Attempt: I calculated this for $N \leq 3$ by hand, and from the usual series definitions of $\exp$ and $\log$ in $\mathbb{R}$ it seems true that the functions are each others inverse. However, I am stuck when showing this for general $N$. I calculate $$ \log(\exp(a)) = \sum_{k=1}^N \frac{(-1)^{k+1}}k\left(\sum_{l=1}^N \frac{a^{\otimes l}}{l!}\right)^{\otimes k} = \sum_{k=1}^N \frac{(-1)^{k+1}}k\left(\sum_{j_1+\dots+j_N=k}\frac{k!}{j_1!\dots j_N!}\left(\frac {a^{\otimes 1}}{1!}\right)^{\otimes j_1} \dots \left(\frac {a^{\otimes N}}{N!}\right)^{\otimes j_N}\right) $$ One can simplify the right hand side a little further, but it got me nowhere. Does this approach lead to the correct answer after some non-obvious sum manipulations I am not seeing or is there a better approach?

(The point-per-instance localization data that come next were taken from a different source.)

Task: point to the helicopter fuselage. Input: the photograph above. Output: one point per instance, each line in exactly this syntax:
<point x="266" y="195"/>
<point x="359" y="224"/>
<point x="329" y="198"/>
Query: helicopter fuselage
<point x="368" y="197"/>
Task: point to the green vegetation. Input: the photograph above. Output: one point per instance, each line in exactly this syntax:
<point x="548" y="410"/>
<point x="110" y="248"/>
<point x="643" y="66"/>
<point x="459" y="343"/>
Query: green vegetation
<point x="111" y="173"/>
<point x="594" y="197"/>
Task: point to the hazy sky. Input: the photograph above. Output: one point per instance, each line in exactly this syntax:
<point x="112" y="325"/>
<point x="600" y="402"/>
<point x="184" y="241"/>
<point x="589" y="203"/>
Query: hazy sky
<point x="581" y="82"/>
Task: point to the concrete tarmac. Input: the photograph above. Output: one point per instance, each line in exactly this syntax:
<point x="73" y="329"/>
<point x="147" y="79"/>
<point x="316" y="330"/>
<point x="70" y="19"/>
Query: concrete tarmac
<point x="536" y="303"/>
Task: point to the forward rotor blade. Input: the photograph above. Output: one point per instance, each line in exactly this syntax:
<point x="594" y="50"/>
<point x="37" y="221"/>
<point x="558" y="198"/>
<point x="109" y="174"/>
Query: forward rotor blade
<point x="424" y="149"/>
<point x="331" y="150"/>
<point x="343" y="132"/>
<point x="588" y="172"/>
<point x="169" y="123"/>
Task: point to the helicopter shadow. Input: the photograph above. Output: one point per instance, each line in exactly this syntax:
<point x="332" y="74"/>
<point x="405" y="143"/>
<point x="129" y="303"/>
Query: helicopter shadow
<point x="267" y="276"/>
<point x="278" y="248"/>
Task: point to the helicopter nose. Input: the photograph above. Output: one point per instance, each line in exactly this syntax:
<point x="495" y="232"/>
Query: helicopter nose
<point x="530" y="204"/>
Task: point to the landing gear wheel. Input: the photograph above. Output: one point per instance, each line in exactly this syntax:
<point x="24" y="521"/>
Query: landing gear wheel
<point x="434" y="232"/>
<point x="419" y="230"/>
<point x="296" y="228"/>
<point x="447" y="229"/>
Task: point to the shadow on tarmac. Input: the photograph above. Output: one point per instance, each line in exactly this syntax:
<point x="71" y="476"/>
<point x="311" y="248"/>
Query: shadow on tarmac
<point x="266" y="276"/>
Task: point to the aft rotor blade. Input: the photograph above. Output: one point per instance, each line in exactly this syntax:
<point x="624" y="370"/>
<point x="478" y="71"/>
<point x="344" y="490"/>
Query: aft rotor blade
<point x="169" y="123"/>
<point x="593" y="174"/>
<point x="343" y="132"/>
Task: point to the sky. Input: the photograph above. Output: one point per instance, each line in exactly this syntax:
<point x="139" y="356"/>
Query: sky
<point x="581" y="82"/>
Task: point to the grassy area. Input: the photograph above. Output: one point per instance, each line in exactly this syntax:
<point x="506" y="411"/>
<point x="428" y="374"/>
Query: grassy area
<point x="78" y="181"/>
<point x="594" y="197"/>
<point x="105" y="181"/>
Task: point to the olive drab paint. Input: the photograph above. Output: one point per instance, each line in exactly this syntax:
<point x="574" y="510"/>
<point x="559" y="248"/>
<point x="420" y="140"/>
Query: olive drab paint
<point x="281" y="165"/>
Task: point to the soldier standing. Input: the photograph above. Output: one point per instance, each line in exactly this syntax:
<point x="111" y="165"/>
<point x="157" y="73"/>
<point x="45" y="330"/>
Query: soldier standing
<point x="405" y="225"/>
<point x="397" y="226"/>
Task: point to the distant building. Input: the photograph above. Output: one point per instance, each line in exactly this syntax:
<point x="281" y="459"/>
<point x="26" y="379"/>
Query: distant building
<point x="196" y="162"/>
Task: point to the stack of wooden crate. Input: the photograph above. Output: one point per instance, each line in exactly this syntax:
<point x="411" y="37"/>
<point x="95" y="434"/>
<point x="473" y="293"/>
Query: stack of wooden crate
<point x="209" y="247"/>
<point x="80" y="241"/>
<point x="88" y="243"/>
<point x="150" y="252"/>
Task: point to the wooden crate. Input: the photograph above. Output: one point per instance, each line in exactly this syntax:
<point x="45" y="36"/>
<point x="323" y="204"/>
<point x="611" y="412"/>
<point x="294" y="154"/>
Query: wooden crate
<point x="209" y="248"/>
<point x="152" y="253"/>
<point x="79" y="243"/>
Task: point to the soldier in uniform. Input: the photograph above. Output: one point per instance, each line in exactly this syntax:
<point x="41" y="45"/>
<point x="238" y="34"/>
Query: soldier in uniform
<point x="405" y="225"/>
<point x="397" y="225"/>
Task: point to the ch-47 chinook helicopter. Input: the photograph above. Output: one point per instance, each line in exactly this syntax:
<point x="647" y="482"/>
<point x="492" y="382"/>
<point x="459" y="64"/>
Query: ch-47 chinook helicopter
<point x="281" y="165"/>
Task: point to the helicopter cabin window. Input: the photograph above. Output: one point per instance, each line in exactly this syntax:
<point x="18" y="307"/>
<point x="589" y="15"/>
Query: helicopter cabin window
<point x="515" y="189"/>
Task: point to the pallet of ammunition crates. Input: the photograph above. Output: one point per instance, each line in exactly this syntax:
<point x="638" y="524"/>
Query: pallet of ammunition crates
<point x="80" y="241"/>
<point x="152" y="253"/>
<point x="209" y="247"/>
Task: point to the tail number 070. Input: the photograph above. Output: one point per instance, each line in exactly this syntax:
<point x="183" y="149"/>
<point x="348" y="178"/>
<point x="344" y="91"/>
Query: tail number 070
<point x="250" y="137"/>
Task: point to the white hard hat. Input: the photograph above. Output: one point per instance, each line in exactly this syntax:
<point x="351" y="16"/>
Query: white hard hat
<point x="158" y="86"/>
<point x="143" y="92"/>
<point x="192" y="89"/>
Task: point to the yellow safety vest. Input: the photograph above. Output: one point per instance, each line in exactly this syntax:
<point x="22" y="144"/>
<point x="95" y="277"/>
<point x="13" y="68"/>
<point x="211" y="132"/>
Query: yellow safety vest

I would appreciate any help or hint on how to approach this problem.
Thanks in advance!
Edit: One approach I found (not writing down all the details and hopefully correct) sets $c_t = \exp(\log(1+at))$ and hence $$ \frac d{dt}c_t = \left(\frac{\partial}{\partial a}\exp(a)\right)\big|_{a = \log(1+at)} \frac{d}{dt}\log(1+at) = \exp(\log(1+at)) \frac{a}{1+ta} = c_t \frac{a}{1+ta} $$ But this ODE has the unique solution $c_t = 1+at$. Hence for $t = 1$, we have $\exp(\log(1+a)) = 1+a$, as we wanted. The calculation for $\log(\exp(a))$ is similar.
But I still wonder if there is some approach showing it by a direct calculation.